The summit has served as a platform for pro-nuclear civil society lobbyists – who see fission as the obvious future source of low-carbon energy – to influence negotiators and usher more countries into the fold.

But relative to the 110 countries pursuing renewables, the club of those seeking to scale up atomic energy remains small.

'Magic' solution

Among those driving momentum for nuclear power is Eric Meyer, founder of the Generation Atomic group based in the US, who says nuclear is “the closest thing we have to magic”.

Without it, he argues, the climate fight would already be lost.

“It can make reliable, 24/7, affordable, low-carbon, green energy on the smallest amount of land with the smallest amount of mining required,” Meyer told RFI in Dubai.

At Cop28 the International Atomic Energy Agency issued a statement to say the global goal of achieving net zero emissions by 2050 could only be achieved with “swift, sustained and significant investment in nuclear energy”.
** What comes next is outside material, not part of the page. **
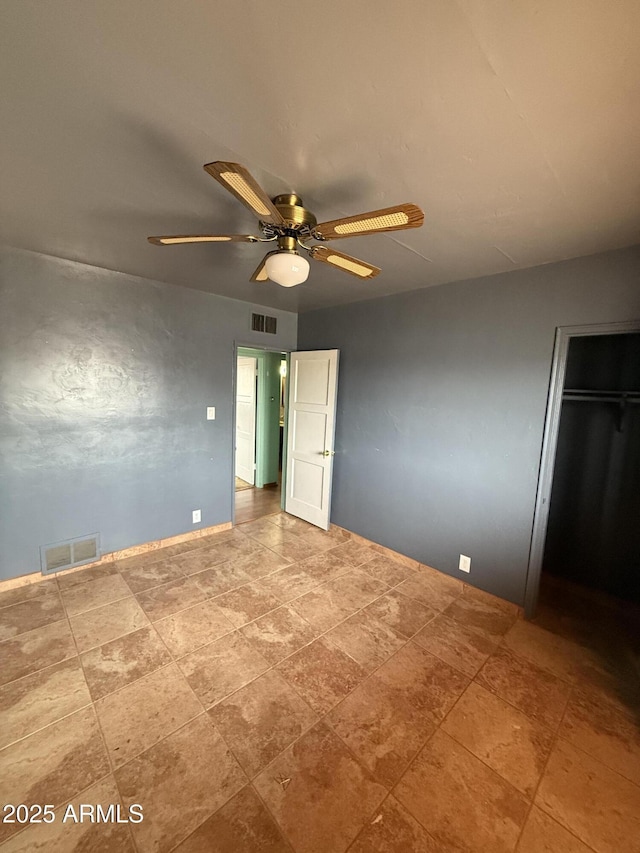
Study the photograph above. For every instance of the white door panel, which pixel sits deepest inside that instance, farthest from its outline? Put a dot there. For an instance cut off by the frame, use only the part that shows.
(311, 428)
(246, 419)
This was followed by an announcement by the Belgian and French leaders that the world’s first Nuclear Energy Summit would take place in Brussels in March 2024.

Slow and costly

However, in their yearly industry status report, atomic energy experts last week warned that tripling nuclear capacity by mid-century was “highly unrealistic” given the time and money needed to build the reactors – even small ones.

Cop28 president Manuel Pulgar-Vidal, now the World Wide Fund for Nature's climate and energy leader, agrees.

“There are just 31 or 32 countries in the world that have those facilities and it’s very difficult for less developed countries, the global south, to access this kind of technology,” he told RFI – adding that a key principle of the Paris Agreement was not to leave anyone behind.

“If nuclear means continuing to reproduce this lack of equity, then I prefer not to consider it.”

Even if money and access were not an issue, the time it would take to upgrade the world’s nuclear industry, Pulgar-Vidal adds, would mean surpassing the 1.5C temperature limit – expected to happen in the 2030s if not sooner.

“We know that if we’re unable to phase out fossil fuels this decade then we will overshoot … so nuclear cannot resolve the current climate crisis.”

Waste worries

Meanwhile the use of nuclear as a cleaner alternative to fossil fuels has also drawn opposition from environmental groups, who worry about the safe disposal of nuclear waste.

Meyer, of Generation Atomic, argues that misconceptions and horror stories have sullied nuclear’s name.

“The vision is that it’s some kind of liquid that could leak out and get into water somewhere, when in reality it’s a solid, metallic, ceramic pellet that is easily contained in concrete storage,” he says.